Me alegraba, me complacía verlo así, compartido, huérfano y abandonado.
Olor a orín y podredumbre me recibían cuando bajaba del tren. Miles de rostros compungidos, llenos de bronca, luces rojas, autos, locos, papelitos de putas, viejos verdes, flores, chipa, café, monedas, súplicas. Extrañé el campo un segundo, pero solo eso, un suspiro de olor a bosta, los cacareos y la cuchilla de mamá cortando hueso en su gran tabla de madera. Pero fue solo un momento de debilidad, me conocía y también conocía el odiar el hogar, tanto que a veces no se borra la nostalgia, aunque queramos desconocer la tierra que nos parió.
Diciembre, el calor era agobiante, sentía las piernas húmedas, la gota bajaba por mi nuca y se perdía en mi espalda. Iba a quedarme en una habitación cerca del Obelisco, no había salido mucho, y el dueño me había bajado el precio por ser una de las nacidas de aquel páramo olvidado, y por mostrar las tetas en mi foto de perfil.
“De joven yo también me escapaba para acá… Buenos Aires es diferente, te invita a ser genuino en lo que deseas, pero vos cuidate, nena, que sos muy de campo, la ciudad te va a devorar” me dijo cuando llegué pasadas las 22hs.
Una cama, un ventilador, un baño.
“¿Qué estará haciendo el pollito ahora?” pensé. Me sentía diminuta en aquel cuarto de metro por metro y sentí como la ropa me era demasiado suave, demasiado pomposa, cómo si se me derritiera sobre la piel, hueca, ligera.
La noche no era fresca como en el campo, se sentía pesada y me oprimía la cabeza, por primera vez me había puesto una pollera corta, tan corta que mamá me hubiera amenazado con la rama de paraíso si me veía, pero ella no esta ahí, tenía al pollito para recordarme.

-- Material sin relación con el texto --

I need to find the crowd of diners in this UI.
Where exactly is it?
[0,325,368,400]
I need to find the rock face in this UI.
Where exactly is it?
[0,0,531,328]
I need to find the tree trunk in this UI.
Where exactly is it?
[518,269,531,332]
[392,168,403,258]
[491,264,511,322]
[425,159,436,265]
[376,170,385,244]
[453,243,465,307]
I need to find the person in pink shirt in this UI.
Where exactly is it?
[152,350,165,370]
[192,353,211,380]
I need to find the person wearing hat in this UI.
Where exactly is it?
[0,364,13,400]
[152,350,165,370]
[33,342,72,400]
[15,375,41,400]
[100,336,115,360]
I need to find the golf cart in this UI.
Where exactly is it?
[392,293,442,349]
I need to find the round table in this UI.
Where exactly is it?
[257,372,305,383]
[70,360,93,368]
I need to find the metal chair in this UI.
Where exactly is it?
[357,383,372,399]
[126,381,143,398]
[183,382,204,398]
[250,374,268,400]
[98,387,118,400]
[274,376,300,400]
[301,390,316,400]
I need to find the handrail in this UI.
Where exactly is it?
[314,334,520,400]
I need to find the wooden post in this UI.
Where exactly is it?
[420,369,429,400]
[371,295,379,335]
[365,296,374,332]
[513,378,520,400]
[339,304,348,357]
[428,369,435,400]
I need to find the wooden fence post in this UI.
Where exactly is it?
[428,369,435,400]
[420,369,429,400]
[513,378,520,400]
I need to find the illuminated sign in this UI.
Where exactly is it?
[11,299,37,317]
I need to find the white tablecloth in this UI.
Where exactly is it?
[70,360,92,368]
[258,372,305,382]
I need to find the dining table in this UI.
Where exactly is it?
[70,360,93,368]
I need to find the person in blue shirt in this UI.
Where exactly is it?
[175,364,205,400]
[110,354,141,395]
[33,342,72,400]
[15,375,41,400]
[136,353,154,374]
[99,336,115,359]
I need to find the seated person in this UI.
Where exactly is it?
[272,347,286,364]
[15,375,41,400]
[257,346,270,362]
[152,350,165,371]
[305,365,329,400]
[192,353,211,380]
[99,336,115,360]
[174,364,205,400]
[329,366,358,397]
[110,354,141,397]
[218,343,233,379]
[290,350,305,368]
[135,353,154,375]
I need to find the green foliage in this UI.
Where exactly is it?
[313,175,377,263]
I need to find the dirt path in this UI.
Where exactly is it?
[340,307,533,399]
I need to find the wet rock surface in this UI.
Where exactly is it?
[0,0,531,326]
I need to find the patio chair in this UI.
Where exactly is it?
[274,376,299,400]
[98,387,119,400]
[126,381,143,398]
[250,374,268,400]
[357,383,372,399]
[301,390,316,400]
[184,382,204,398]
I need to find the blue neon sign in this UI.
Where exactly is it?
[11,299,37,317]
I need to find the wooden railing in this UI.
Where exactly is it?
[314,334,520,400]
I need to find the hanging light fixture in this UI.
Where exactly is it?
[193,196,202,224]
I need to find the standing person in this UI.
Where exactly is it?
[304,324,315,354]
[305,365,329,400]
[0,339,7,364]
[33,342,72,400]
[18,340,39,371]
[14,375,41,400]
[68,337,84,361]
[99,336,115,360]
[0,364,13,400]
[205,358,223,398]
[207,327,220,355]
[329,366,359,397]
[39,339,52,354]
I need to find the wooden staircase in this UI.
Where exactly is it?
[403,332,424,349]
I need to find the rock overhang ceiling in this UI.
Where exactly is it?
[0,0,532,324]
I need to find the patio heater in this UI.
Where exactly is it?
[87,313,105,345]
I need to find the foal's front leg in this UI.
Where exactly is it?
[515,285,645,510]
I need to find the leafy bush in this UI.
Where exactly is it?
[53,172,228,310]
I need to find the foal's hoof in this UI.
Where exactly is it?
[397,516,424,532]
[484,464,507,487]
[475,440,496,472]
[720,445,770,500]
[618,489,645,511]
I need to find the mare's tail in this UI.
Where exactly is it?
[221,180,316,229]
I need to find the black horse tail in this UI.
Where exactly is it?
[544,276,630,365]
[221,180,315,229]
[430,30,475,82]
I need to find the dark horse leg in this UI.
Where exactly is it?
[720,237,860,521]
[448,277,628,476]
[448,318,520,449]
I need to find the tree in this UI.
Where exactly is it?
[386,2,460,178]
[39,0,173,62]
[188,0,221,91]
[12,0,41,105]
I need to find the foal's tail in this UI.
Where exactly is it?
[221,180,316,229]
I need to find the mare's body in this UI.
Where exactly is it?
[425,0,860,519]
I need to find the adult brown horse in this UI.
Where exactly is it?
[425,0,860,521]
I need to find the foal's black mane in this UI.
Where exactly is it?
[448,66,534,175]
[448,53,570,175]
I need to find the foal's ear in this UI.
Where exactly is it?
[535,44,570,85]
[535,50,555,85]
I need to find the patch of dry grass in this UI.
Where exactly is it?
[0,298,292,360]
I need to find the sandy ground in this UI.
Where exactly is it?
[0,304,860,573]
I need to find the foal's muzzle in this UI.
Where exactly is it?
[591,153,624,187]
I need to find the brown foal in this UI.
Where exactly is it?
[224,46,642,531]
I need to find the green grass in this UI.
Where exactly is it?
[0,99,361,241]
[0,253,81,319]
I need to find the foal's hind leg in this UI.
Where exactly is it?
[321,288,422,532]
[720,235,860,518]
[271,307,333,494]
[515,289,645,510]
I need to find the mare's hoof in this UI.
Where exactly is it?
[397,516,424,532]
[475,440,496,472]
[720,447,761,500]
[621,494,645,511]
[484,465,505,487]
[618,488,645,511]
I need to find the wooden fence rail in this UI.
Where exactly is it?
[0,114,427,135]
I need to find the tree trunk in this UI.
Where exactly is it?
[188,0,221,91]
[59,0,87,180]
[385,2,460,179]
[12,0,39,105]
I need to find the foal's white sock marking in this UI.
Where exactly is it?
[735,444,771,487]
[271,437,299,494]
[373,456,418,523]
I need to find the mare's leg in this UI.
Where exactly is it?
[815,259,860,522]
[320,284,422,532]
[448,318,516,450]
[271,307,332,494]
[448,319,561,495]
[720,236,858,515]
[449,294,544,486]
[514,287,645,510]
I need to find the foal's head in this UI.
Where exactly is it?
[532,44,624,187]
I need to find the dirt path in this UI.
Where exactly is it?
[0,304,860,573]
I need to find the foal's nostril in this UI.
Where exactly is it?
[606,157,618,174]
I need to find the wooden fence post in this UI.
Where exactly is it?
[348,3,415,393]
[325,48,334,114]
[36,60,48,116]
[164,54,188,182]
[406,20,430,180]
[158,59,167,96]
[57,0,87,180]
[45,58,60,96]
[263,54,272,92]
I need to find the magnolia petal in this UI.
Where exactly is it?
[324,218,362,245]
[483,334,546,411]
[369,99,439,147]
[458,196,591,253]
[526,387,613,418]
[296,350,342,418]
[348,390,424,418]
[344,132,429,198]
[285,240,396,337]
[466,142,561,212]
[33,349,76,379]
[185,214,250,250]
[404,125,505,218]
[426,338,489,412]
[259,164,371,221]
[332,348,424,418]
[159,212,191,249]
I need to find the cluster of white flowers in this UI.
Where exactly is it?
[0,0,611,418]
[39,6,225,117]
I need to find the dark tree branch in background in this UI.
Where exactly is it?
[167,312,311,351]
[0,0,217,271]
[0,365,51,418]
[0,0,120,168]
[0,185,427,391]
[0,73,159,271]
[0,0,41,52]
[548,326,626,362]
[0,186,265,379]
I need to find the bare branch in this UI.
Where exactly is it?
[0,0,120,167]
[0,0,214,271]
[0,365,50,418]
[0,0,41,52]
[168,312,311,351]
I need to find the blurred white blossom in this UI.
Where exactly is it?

Caminé entre la gente que salía para los bares, para los boliches, para perderse. Vi el Obelisco, para ser sinceros, no me sorprendí mucho, pensé que me iba a cambiar la vida, una revelación, pero me decepcioné. Una reunión con banderas de futbol, muchachos gritando como los verracos cuando penetran una chancha o cuando son sacrificados por violar una muy joven. El animal grita de la misma forma, sea en el sexo o en la muerte.
Corrientes se deslizaba como una serpiente emplumada, colorida, vibrante. Libros viejos, discos, risas, mujeres con plumas, pizza, hombres, muchos hombres.
Al llegar a calle Reconquista una brisa fría me abstrajo del éxtasis, comencé a salivar. “El diablo duerme en Corrientes” escuchaba mientras se abría una puerta en medio de un bar oscuro y una librería cerrada. Parecía cerrada hacía mucho tiempo, “sin PAN y sin TRABAJO” se leía en el cartel pegado en su puerta.
Mi piel se estiraba, contraía, palpitaba mientras entraba a ese pasillo largo, las luces eran tenues, y la música abrumadora. Sabía que era ese olor. Sexo, piel, sangre.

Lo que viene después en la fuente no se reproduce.